Having written the last essay for this academic year I have been enjoying not having to be frantically busy trying to balance work and study. I spent quite a lot of time over the last month or so organising a big party in fact, which was a great deal of fun. I am heading off for a weekend away on Friday to celebrate having survived the first year of my MA. Most of all, I am enjoying going home after I finish work and not having to sit and read the works of members of the Frankfurt School. I sat and had a cup of coffee and ate several biscuits this evening safe in the knowledge that I could do that without feeling guilty that I really should be studying.
At the moment I am anxiously awaiting feedback on the term paper I submitted three weeks ago. Its not that I think I will have failed, but I so want for my writing and what I have laboured on so hard to be considered reasonable. I am genuinely concerned that I just embarass myself whenever I put pen to paper (or the digital equivalent). I find it scary to share my academic interests and insights (possibly an over optimistic description there!) with any one else. Deep down I am quite scared that I really am just stupid, arrogant and don’t have a clue what I am on about.
I went to another conference last weekend at the University of Essex entitled ‘How not to do Philosophy’. It was good and I was very glad I went.

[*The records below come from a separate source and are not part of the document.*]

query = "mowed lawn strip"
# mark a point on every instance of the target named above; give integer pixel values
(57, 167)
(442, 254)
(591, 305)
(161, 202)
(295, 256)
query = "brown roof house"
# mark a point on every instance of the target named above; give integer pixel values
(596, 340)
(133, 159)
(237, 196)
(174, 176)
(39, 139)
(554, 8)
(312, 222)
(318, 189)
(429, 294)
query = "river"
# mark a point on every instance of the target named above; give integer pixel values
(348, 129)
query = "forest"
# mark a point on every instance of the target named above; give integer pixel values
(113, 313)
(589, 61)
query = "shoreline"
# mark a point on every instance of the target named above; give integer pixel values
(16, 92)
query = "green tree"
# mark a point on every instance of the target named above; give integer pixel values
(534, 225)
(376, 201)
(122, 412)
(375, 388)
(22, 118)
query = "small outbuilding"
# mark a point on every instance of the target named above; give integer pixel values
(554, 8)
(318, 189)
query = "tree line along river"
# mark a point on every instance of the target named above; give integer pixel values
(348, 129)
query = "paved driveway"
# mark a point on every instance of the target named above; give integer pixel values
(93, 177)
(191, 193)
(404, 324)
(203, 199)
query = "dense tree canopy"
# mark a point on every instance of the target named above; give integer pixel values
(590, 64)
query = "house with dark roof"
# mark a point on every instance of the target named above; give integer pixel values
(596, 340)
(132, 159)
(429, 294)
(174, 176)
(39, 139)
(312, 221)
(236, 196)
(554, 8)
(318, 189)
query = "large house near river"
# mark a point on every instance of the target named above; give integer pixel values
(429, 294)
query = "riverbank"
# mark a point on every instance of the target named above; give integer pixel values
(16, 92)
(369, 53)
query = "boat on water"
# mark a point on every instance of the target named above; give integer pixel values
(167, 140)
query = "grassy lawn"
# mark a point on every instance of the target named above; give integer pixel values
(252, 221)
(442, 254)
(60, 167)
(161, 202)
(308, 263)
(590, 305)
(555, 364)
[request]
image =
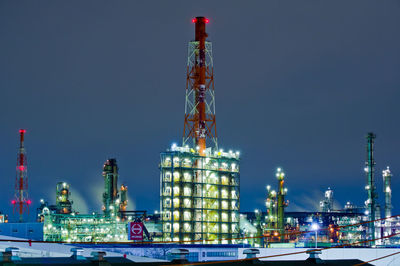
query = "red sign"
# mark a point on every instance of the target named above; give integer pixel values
(136, 231)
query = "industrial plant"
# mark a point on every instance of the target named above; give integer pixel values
(200, 194)
(200, 185)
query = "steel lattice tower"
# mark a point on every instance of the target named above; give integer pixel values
(21, 202)
(370, 187)
(200, 101)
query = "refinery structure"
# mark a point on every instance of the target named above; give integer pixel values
(200, 192)
(199, 184)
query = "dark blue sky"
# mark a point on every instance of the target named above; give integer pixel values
(298, 85)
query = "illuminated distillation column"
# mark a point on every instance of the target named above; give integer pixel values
(64, 205)
(370, 187)
(200, 122)
(387, 182)
(327, 203)
(281, 202)
(110, 195)
(21, 202)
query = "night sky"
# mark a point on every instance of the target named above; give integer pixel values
(298, 85)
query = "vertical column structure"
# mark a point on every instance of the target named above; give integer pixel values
(200, 122)
(387, 189)
(281, 203)
(64, 205)
(370, 187)
(110, 195)
(21, 202)
(199, 191)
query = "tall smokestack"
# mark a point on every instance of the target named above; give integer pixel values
(21, 202)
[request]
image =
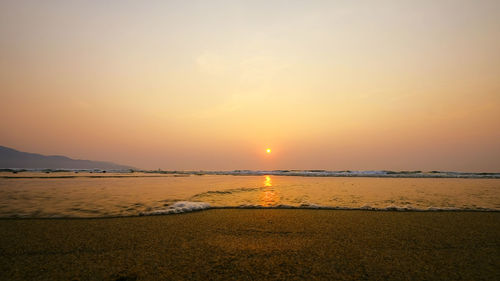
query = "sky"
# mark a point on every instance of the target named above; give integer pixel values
(337, 85)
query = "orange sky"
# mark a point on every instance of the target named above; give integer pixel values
(357, 85)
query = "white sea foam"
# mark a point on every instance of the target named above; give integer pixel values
(180, 207)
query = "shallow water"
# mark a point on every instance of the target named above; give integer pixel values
(97, 195)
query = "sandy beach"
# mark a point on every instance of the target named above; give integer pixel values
(233, 244)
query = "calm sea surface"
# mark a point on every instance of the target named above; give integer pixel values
(98, 195)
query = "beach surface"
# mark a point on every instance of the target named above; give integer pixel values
(255, 244)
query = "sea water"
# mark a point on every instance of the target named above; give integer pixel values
(84, 194)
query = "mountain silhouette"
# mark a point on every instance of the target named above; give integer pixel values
(11, 158)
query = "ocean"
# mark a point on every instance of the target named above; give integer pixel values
(84, 194)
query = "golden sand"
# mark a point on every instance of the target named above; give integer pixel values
(232, 244)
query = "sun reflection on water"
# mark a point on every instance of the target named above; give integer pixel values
(269, 197)
(268, 182)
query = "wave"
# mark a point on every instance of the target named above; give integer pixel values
(187, 206)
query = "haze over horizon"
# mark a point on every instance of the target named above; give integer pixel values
(344, 85)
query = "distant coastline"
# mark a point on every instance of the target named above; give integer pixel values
(300, 173)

I have decided that I need to learn more about Kierkegaard now. The first keynote speaker gave a really clear presentation on dilemma in Kierkegaard’s work and it really interested me. I had already thought that I should find out more about Kierkegaard and even got as far as buying one of those OUP short introduction books. As with so many of these thoughts, however, I had not gotten round to really acting on it. Perhaps the summer is my time to try and follow up some of those half thought ideas of subjects to pursue and read around? I should make a list of them all and perhaps even post it here.
After the weekend I will spend some time thinking about what I want to achieve over the summer, while I don’t have any teaching. I already know that I want to start thinking about potential dissertation topics for next summer and do some research and reading around that. I do have a vague idea at the moment, but I don’t know how feasible it is yet.
Going back to Kierkegaard though, I was thinking about all the writers that I have heard bits and pieces about and that I want to investigate more thoroughly. It seems very, very difficult to maintain a narrow field of interest/enquiry within either philosophy or literature. In the course of trying to better understand any one idea or thinker it seems you are inevitably and inextricably drawn in the directions of related ideas and thinkers. I have long been intending to try and get some grasp of both Heidegger and Hegel (shameful that I haven’t already done so, really) and I have frequently found my previous knowledge of and interest in Kant extremely useful over the last year. But its not just the big thinkers that are useful. As I gain more background and more context, the ideas I am encountering/have encountered take on different shapes and textures and they fit together differently somehow. Something that I learned during the course of my undergraduate degree was to try not to underestimate the important of context in attempts to understand the ideas and concepts I am faced with.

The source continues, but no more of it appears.